Lo que falta es un proyecto de país que venga a sustituir al que hoy se halla en retirada. Pero este no va a salir de la mente de ningún pro-Hombre de Estado. Va a ser, más bien, el resultado de una serie de ensayos concretos sobre el territorio. Va a ser un arreglo de coyuntura al que se le irán añadiendo remiendos coyunturales: otra chapuza (sobre la que construirá, sin embargo, un descomunal aparato de legitimación y encumbramiento).
Planta de Opel en Figueruelas, foto de PCE Aragón para Ara!nfo
Veámoslo en un caso concreto. La planta de Opel en Figueruelas (que podría ser la de Ford en Almussafes, la de Renault en Palencia o la Seat de Martorell) acaba de “acordar” con su plantilla unas nuevas condiciones laborales que aseguran el mantenimiento de la fábrica durante los próximos años. En realidad, no asegura nada más que el empobrecimiento de los trabajadores y la precarización de sus condiciones laborales, pero cualquier extremeño respondería que “por lo menos, algo es algo”.
La estabilidad política y social del país, fraguada en los acuerdos del comité de empresa de Figueruelas.
La pérdida de poder adquisitivo de los asalariados de Opel se verá compensada, en parte, en los próximos meses (cuando se acerquen las elecciones) con una promesa de bajada de impuestos. Esa gente matizará su indignación al advertir que la situación de sus vecinos turolenses, por no hablar ya de sus compatriotas cacereños, es mucho peor. La reducción de ingresos en las arcas públicas será contrarrestada, nunca del todo, con otra subida del IVA o de la luz, lo que supondrá un empobrecimiento generalizado que se hará notar mucho más en los que ya eran pobres. La caída de la recaudación obligará a nuevos recortes en el sector público, con efectos catastróficos en aquellas regiones más dependientes del gasto social. La estabilidad política y social del país, fraguada en los acuerdos del comité de empresa de Figueruelas (Almussafes, Palencia o Martorell), convivirá con el crecimiento de la desigualdad entre las personas, que requerirá de un esfuerzo sobrehumano en políticas públicas de exclusión social para aplacar el malestar creciente.
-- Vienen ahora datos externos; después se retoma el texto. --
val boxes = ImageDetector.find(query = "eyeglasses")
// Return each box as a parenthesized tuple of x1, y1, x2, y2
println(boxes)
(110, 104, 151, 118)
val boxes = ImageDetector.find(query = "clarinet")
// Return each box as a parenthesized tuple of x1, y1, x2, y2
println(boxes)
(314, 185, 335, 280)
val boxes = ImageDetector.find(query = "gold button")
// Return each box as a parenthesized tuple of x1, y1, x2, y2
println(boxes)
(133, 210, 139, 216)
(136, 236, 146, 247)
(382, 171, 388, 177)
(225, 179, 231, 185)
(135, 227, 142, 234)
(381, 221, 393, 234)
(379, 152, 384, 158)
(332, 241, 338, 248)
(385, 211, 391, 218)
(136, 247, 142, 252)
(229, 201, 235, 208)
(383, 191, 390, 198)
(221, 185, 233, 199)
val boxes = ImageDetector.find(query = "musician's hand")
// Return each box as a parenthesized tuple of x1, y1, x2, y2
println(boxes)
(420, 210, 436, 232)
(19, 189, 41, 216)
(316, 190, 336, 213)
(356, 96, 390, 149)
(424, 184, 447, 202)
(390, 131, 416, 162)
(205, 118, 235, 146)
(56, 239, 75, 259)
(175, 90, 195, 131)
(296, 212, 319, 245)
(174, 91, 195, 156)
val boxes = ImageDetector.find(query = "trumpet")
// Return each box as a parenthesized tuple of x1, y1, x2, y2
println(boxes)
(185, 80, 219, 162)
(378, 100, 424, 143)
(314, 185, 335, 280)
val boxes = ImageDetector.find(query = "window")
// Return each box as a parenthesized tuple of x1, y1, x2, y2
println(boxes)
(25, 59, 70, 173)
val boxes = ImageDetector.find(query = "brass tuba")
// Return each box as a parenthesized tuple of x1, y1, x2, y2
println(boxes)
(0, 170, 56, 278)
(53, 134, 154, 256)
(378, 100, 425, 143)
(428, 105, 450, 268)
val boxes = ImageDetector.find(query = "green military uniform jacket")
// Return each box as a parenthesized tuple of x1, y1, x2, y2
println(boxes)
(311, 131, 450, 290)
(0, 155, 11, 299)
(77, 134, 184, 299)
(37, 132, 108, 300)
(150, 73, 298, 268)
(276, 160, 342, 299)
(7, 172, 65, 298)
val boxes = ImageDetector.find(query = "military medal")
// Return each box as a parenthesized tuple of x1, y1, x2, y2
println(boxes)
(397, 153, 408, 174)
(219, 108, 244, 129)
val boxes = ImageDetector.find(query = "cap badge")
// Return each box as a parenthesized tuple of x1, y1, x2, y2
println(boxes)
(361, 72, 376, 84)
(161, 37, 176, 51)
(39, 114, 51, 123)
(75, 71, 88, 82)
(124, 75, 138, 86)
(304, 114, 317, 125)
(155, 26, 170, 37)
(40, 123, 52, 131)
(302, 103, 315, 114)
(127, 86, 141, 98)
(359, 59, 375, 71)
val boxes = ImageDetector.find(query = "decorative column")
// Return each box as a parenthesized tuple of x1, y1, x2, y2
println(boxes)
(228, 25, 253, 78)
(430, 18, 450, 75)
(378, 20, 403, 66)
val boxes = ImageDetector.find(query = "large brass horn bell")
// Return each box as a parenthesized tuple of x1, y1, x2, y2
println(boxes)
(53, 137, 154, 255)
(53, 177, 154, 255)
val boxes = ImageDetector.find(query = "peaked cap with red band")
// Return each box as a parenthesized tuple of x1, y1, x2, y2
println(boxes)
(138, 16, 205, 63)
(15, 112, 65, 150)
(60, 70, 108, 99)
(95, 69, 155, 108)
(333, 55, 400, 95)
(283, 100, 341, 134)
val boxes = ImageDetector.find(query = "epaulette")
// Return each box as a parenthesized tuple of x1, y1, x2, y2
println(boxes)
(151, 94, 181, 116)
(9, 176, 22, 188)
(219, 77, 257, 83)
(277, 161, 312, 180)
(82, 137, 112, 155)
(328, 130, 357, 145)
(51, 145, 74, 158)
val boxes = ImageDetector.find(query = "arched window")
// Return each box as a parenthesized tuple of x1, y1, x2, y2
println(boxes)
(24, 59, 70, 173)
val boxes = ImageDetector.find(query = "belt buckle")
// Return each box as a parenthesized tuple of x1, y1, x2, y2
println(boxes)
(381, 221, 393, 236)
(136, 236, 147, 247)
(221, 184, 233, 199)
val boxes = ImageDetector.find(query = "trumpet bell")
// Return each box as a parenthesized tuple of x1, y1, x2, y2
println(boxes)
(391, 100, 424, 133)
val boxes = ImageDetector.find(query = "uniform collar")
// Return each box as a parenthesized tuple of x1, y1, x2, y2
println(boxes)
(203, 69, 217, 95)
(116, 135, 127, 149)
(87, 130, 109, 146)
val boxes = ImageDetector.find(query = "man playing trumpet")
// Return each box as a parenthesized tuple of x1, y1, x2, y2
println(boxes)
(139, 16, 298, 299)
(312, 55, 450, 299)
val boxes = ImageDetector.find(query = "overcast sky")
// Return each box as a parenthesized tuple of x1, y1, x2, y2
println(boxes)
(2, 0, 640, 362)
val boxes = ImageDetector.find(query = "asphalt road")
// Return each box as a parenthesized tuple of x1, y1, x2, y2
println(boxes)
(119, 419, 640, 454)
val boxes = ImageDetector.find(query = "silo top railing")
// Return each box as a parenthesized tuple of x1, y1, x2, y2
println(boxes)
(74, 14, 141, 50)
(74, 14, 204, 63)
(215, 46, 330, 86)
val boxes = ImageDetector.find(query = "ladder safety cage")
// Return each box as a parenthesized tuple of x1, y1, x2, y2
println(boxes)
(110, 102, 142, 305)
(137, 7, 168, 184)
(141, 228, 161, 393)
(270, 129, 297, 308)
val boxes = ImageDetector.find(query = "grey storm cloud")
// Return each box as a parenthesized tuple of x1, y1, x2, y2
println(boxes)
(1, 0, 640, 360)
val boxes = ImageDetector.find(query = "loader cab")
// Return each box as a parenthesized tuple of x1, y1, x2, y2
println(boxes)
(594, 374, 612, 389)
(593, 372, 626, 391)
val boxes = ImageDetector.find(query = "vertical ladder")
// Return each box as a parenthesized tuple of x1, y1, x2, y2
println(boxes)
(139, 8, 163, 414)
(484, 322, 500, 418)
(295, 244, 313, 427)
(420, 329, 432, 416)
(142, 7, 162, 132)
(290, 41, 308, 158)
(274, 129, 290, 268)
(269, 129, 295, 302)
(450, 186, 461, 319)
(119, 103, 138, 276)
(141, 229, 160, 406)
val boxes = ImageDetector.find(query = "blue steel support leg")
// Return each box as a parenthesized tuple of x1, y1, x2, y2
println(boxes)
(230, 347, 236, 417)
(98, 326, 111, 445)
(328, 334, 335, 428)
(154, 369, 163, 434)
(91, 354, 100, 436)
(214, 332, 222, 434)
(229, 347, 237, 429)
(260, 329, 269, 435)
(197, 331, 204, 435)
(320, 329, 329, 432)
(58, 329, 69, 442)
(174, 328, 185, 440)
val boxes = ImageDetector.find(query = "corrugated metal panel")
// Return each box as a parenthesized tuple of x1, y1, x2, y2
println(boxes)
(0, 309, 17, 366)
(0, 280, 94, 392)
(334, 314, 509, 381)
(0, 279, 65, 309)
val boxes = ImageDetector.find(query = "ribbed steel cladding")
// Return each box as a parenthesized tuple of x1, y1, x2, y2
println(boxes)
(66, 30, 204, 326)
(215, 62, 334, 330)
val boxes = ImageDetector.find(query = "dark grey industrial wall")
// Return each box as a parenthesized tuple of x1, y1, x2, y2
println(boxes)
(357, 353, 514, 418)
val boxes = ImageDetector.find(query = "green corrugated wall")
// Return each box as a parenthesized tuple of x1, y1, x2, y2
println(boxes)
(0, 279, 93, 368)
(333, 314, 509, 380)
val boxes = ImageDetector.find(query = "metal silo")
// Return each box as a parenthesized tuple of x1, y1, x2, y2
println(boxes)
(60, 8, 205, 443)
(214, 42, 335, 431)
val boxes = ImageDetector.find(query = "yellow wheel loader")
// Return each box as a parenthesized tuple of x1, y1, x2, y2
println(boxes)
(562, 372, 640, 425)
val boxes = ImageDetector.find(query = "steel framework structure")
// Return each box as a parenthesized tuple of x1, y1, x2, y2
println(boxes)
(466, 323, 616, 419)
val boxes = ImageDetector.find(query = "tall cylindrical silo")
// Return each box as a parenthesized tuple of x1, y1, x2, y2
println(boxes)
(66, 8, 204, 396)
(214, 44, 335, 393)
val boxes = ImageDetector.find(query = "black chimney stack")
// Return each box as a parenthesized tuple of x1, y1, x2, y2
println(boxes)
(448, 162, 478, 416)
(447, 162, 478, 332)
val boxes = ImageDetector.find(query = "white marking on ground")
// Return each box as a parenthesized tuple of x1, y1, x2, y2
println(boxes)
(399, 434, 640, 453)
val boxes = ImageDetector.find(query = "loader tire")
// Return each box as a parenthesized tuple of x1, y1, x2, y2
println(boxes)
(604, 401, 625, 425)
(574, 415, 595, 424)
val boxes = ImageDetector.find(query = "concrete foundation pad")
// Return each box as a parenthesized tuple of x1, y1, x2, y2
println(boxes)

Esto no es una hipótesis ni un pronóstico. Es lo que ocurre todos los días en un país que ha fracasado como proyecto político de futuro. Esta España separa y enfrenta a Cataluña y a Extremadura. El malestar se expresa en la lengua que hemos aprendido todos (catalanes, extremeños, murcianos y valencianos) durante estos cuarenta años: el enfrentamiento territorial. ¿Por qué iba a hacerlo de otra manera? Si no sabemos otra, tal vez haya llegado el momento de empezar a complejizar el discurso, y hablar de la viabilidad de España en términos sociales, fiscales, económicos y —¿por qué no?— territoriales.